Based on Rick Moody's novel, Ang Lee's The Ice Storm takes place in New Canaan, Connecticut in 1973, but the film evokes the period so thoroughly that datelines are hardly necessary, since the costumes, the décor, and most importantly, the attitudes reflect a time of awkward transition for the American family. The '60s are over, yet the aftershocks have reverberated to the suburbs, where parents try to square their traditional lifestyle with the counterculture, cherry-picking only the parts that grant them the freedom to seek out their own gratification at any cost. Some have labeled The Ice Storm a prudish, reactionary film, because its tragedy can be attributed to hippie permissiveness and alternative family values. But it's more about hypocrisy than loose morals—people who want free love and lower taxes, and who chide their kids for speaking ill of Richard Nixon.
Set over Thanksgiving break, The Ice Storm deals with the tensions within and between two neighboring families. With a simpering grin plastered on his face, Kevin Kline stars as the patriarch of one family, who has been having an affair with the matriarch of the other, played with mirthless snap by Sigourney Weaver. As the film opens, their affair is practically an open secret, and Kline's halfhearted efforts to cover his tracks deepens the embarrassment of his wife, Joan Allen. Meanwhile, their kids are exploring their own nascent sexuality: Kline's son (Tobey Maguire), back from school, awkwardly courts a rich girl (Katie Holmes) while his daughter (Christina Ricci) toys with Weaver's inexperienced sons (Elijah Wood and Adam Hann-Byrd).

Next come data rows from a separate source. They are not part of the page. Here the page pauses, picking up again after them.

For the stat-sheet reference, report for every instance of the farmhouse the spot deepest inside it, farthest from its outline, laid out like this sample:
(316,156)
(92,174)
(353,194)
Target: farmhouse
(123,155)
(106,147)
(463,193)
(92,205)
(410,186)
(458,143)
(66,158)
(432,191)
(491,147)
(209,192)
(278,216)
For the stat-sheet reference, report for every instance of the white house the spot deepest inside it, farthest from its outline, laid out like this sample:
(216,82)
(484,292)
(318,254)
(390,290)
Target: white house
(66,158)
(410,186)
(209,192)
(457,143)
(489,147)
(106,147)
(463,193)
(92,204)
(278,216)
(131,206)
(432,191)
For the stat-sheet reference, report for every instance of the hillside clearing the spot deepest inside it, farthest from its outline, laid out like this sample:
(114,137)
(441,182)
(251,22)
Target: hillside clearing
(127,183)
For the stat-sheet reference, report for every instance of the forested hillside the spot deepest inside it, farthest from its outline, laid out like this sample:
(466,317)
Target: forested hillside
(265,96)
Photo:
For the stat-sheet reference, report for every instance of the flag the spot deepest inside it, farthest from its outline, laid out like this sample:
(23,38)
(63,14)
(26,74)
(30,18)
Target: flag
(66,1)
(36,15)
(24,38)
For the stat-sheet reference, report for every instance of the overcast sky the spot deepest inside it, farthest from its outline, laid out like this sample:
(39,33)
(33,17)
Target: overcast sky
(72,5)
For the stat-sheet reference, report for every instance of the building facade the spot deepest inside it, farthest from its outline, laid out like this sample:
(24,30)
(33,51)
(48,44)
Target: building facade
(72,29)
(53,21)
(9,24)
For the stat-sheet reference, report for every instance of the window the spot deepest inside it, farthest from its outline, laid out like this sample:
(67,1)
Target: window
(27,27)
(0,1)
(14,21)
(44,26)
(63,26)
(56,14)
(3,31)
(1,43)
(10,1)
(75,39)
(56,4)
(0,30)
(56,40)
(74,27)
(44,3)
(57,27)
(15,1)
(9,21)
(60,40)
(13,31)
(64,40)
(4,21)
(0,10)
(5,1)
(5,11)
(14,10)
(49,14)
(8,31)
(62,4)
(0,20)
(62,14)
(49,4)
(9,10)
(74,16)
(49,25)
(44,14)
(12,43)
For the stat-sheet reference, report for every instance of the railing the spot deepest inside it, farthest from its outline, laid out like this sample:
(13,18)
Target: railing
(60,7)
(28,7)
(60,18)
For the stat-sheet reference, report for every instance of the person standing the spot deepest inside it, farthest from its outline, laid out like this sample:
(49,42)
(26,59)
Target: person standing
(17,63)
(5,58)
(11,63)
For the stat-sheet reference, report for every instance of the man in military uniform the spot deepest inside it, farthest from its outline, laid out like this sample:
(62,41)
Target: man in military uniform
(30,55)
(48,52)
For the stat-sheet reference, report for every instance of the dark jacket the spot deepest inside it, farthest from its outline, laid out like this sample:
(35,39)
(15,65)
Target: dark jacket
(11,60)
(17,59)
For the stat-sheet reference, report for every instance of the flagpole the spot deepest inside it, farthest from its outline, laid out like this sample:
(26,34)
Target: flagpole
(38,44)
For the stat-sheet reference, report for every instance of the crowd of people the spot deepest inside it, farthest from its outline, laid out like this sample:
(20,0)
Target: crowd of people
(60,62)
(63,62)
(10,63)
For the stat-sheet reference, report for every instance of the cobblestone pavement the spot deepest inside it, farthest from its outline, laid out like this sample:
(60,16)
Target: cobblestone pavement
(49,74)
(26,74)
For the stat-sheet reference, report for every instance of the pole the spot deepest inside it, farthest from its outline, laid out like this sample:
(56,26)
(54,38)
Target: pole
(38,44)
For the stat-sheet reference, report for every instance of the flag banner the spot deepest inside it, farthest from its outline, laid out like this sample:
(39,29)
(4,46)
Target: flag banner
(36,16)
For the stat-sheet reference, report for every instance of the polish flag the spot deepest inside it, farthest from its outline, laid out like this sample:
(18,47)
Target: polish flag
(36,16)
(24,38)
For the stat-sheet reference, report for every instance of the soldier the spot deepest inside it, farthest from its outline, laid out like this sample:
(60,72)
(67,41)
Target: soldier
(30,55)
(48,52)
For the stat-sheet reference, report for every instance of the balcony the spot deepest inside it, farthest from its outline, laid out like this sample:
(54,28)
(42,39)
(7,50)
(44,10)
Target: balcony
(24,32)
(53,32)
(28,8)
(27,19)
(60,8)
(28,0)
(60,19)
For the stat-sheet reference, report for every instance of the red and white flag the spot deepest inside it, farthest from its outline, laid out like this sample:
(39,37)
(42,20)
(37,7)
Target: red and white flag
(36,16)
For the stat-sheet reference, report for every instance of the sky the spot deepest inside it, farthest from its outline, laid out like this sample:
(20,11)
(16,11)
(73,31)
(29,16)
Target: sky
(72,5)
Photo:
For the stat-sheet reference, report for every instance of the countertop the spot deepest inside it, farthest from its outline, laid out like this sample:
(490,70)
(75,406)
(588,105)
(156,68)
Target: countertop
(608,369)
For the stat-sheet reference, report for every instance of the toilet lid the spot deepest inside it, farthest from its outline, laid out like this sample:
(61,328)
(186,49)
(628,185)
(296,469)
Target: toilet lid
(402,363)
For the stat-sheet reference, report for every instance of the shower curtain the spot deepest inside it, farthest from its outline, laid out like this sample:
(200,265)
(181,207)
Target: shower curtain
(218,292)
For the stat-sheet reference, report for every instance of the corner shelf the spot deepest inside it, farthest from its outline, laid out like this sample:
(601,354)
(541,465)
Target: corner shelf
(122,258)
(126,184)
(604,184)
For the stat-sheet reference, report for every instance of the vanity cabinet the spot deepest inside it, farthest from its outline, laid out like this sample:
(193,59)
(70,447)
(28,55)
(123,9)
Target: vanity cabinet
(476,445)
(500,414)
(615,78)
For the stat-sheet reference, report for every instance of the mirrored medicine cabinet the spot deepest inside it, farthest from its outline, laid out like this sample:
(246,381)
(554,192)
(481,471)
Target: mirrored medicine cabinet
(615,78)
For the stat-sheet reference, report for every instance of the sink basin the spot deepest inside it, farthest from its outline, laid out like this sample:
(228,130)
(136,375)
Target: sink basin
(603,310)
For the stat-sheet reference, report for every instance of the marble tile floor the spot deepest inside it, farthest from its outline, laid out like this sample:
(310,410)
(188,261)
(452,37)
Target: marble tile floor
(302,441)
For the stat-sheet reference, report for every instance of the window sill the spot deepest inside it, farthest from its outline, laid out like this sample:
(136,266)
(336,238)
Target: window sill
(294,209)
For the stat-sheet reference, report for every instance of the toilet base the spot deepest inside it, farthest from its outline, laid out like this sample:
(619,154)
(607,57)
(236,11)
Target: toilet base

Building to a tragicomic "key party," where unhappily married couples compound their misery by becoming swingers for a night, The Ice Storm is so freighted with metaphorical baggage that it nearly buckles at the knees. (One more close-up of an ice-tray cracking might have sent it over the edge.) Lee's broad points about generational uncertainty and the breakdown of the American family are treated with too heavy a hand, but the film thrives in the particulars, with uniformly strong performances, enveloping period detail, and a coda suffused with anguish and an ironic glint of salvation. In this lingering hangover of a movie, the only hope is a cold splash of water to the face.
Key features: A surprisingly casual and jokey commentary track by longtime collaborators Lee and writer-producer James Schamus on the first disc. On the second, thoughtful reflections by the actors, Moody, and key crewmembers join a MOMI Q&A; with Lee and Schamus, plus four strong deleted scenes.